Kliczków was founded as a border fortress at the river Kwisa by Duke Bolko I of Jawor in 1297. In 1391, it fell into the hands of the Rechenberg family from Saxony, who held it for almost 300 years.

The main building was built in 1585 in the Renaissance style. In 1611, King Matthias of Bohemia visited the castle.

After several more changes of ownership, it came to John Christian, Count of Solms-Baruth in 1767. In 1810, the grand ballroom in Empire style was created. In 1881, the architects Heinrich Joseph Kayser and Karl von Großheim from Berlin began an expansion of the castle. They mixed styles: English Gothic architecture with Italian Renaissance and French mannerism. An 80-acre English country garden was designed at the same time by Eduard Petzold. In 1906, Emperor Wilhelm II stayed at the castle while he was hunting in the area.

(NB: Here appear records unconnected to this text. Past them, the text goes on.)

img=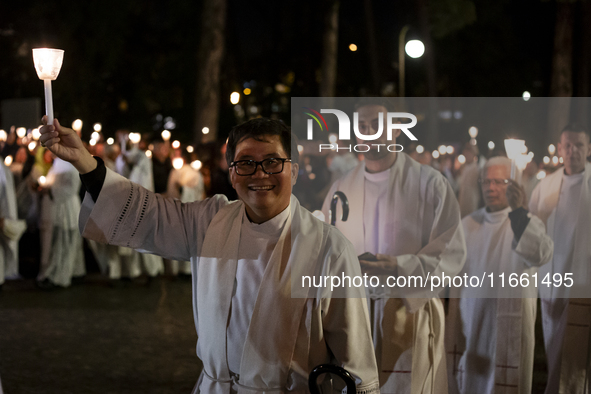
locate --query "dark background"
[0,0,589,143]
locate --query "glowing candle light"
[33,48,64,124]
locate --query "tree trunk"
[417,0,439,147]
[548,1,574,143]
[363,0,381,96]
[320,0,339,97]
[573,1,591,129]
[194,0,227,142]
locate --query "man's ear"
[291,163,300,186]
[229,167,238,190]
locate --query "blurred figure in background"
[458,142,482,217]
[0,157,25,290]
[165,149,205,277]
[521,160,540,201]
[445,157,553,394]
[37,155,86,289]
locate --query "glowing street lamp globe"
[404,40,425,59]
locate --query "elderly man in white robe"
[40,118,379,393]
[323,100,466,394]
[529,124,591,394]
[446,157,553,394]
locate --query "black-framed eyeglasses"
[230,157,291,175]
[478,178,509,186]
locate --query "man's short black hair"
[560,123,591,141]
[226,118,299,166]
[355,97,394,112]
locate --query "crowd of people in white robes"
[0,130,205,289]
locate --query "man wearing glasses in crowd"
[445,157,553,394]
[40,118,379,393]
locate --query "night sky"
[0,0,577,150]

In 1920, it was inherited by Frederick of Solms-Baruth. The castle was owned by the Solms-Baruth dynasty until 1942. In Nazi Germany, he was engaged in resistance against National Socialism in the Kreisau Circle. He was arrested after the failed attempt on Hitler's life and his property was confiscated.

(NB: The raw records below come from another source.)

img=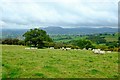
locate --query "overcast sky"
[0,0,119,28]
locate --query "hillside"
[0,26,118,39]
[0,45,118,78]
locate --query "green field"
[2,45,118,78]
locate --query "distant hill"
[42,26,118,35]
[0,26,118,39]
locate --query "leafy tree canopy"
[23,28,52,48]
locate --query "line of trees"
[0,28,120,51]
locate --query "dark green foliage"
[70,39,94,49]
[87,35,106,44]
[23,28,52,48]
[2,38,19,45]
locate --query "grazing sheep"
[99,51,105,54]
[88,48,92,50]
[66,48,71,50]
[83,48,87,50]
[50,47,54,49]
[92,49,105,54]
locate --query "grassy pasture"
[2,45,118,78]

The castle survived the Second World War virtually unscathed, but the interior was looted by Soviet troops. In 1949, a fire destroyed the depot and the servants' quarters. In the 1950s, the castle was in the care of the local forest authority, which neglected the interior and ruined the stucco and the stoves. The former owner's horse cemetery was retained.

In 1971, the Wrocław University of Technology acquired the castle and tried in vain to save it. After the fall of Communism, a commercial company from Wrocław purchased the castle and developed it into a luxurious conference and recreation center that was opened in 1999.